Sabtu, 21 November 2015

Tercorengnya (Kembali) Panggung Politik Tanah Air



Oleh: Hasian Sidabutar, S.Pd
Terbit: Malut Post, 21 November 2015 

Lagi-lagi, perpolitikan tanah air kembali tercoreng. Tindakan Ketua DPR RI dan politisi partai Golkar Setya Novanto, jika benar mencatut nama Presiden Jokowi untuk melobi PT Freeport Indonesia seperti dituduhkan Menteri Energi Sumber Daya dan Mineral (ESDM) Sudirman Said, bukan hanya mencoreng parlemen, melainkan juga meruntuhkan kepercayaan rakyat terhadap etika politik.

Apa yang dipertontonkan para politikus di panggung politik Indonesia  waktu terakhir ini, seolah membenarkan asumsi sebagian masyarakat yang sinis terhadap politik: bahwa politik adalah medan pertempuran barbar.

Jika benar laporan Menteri ESDM ke Mahkamah Kehormatan Dewan (MKD), bahwa Setya Novanto mencatut nama presiden dan wakil presiden untuk meminta saham dari Freeport untuk memuluskan renegosiasi perpanjangan kontrak, kepercayaan rakyat terhadap lembaga DPR benar-benar bakal tergerus hingga ke titik paling rendah.

Dalam laporannya ke MKD, Senin (16/11) lalu, Sudirman Said menyebut Setya Novanto, bersama pengusaha minyak Reza Chalid, menemui bos Freeport sebanyak tiga kali. Pada pertemuan ketiga, 6 Juni 2015, Setya Novanto meminta saham 11 persen untuk Presiden Jokowi dan 9 persen untuk Wapres Jusuf Kalla, demi memuluskan renegosiasi perpanjangan kontrak PT Freeport Indonesia.
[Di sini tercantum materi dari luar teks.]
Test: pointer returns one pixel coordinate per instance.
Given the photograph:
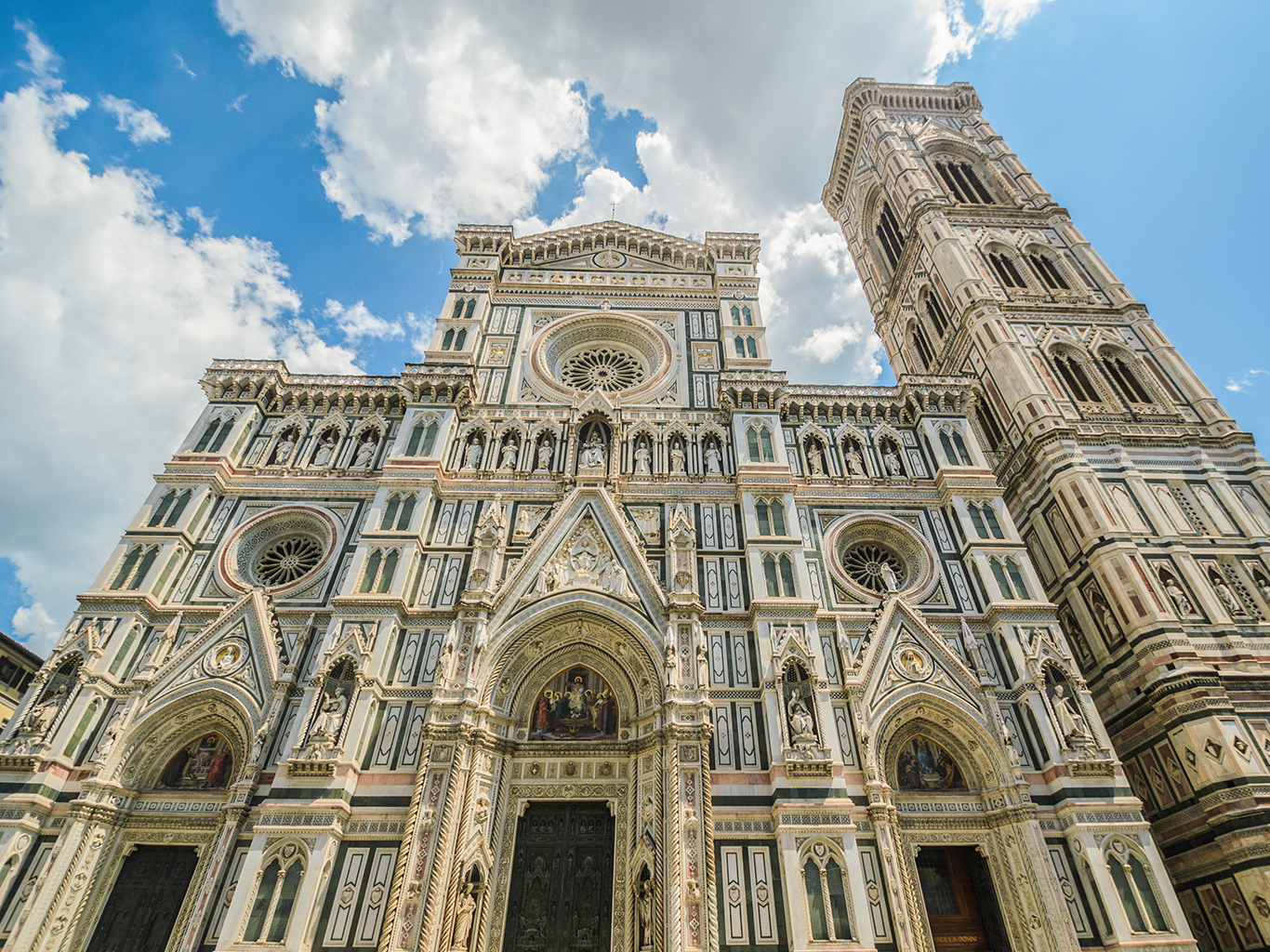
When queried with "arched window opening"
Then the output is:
(977, 521)
(226, 426)
(989, 516)
(390, 511)
(1048, 271)
(963, 183)
(164, 504)
(923, 348)
(388, 573)
(1127, 379)
(936, 312)
(999, 575)
(774, 587)
(889, 235)
(372, 570)
(1016, 579)
(1006, 271)
(406, 513)
(777, 518)
(1078, 381)
(787, 577)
Untuk “jasa”-nya tersebut, Setya Novanto meminta Freeport memberinya saham proyek listrik yang akan dibangun di Timika. Ia juga meminta Freeport menjadi investor sekaligus off taker (pembeli) tenaga listrik yang dihasilkan dari proyek tersebut.
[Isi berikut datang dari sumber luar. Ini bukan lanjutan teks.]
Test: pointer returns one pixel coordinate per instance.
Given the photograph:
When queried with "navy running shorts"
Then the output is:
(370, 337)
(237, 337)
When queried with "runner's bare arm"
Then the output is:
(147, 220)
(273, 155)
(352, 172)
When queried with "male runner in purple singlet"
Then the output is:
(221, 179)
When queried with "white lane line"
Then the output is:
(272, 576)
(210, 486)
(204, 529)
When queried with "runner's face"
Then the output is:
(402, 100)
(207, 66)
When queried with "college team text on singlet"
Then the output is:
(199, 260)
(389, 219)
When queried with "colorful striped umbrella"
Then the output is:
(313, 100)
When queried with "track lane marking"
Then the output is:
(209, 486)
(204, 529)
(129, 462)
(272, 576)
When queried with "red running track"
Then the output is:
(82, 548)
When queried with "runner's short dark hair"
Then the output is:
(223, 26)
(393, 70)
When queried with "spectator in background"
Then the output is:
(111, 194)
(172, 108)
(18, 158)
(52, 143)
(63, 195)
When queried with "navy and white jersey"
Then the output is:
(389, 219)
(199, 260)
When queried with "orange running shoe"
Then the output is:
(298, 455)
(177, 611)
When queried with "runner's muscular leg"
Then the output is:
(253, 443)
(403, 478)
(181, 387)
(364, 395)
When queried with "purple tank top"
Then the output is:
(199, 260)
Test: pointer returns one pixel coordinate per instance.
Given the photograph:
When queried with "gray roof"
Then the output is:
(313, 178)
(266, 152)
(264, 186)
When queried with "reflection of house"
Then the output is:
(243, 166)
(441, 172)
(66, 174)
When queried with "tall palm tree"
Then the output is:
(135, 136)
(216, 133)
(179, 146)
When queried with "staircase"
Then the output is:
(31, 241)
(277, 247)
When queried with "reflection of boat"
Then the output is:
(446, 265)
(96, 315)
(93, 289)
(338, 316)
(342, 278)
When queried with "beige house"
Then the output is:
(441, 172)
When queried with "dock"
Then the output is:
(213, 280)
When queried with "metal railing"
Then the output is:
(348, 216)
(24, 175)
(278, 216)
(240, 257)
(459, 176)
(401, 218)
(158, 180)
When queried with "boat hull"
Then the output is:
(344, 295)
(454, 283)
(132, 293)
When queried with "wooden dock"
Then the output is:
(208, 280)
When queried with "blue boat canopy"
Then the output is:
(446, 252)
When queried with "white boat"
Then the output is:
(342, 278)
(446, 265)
Dalam laporannya, Sudirman Said menyampaikan bukti berupa transkrip pembicaraan antara Setya Novanto, Reza Chalid, dan petinggi PT Freeport Indonesia. Ia juga menyatakan informasi tersebut didapatkan dari petinggi Freeport Indonesia. Rekaman asli dari percakapan itu akan segera disampaikan Sudirman ke MKD.

Seolah informasi tersebut belum cukup untuk menunjukkan bobroknya moral politik pemimpin wakil rakyat, sebuah surat yang diteken Setya Novanto, yang ditujukan kepada Direktur Utama Pertamina, Dwi Soetjipto, kini beredar di kalangan wartawan. Dalam surat berkop DPR tertanggal 17 Oktober 2015 itu, Setya Novanto meminta PT Freeport membayar biaya penyimpanan BBM pada PT Orbit Terminal Merak (OTM), tempat selama ini PT Pertamina menyimpan bahan bakar di perusahaan tersebut.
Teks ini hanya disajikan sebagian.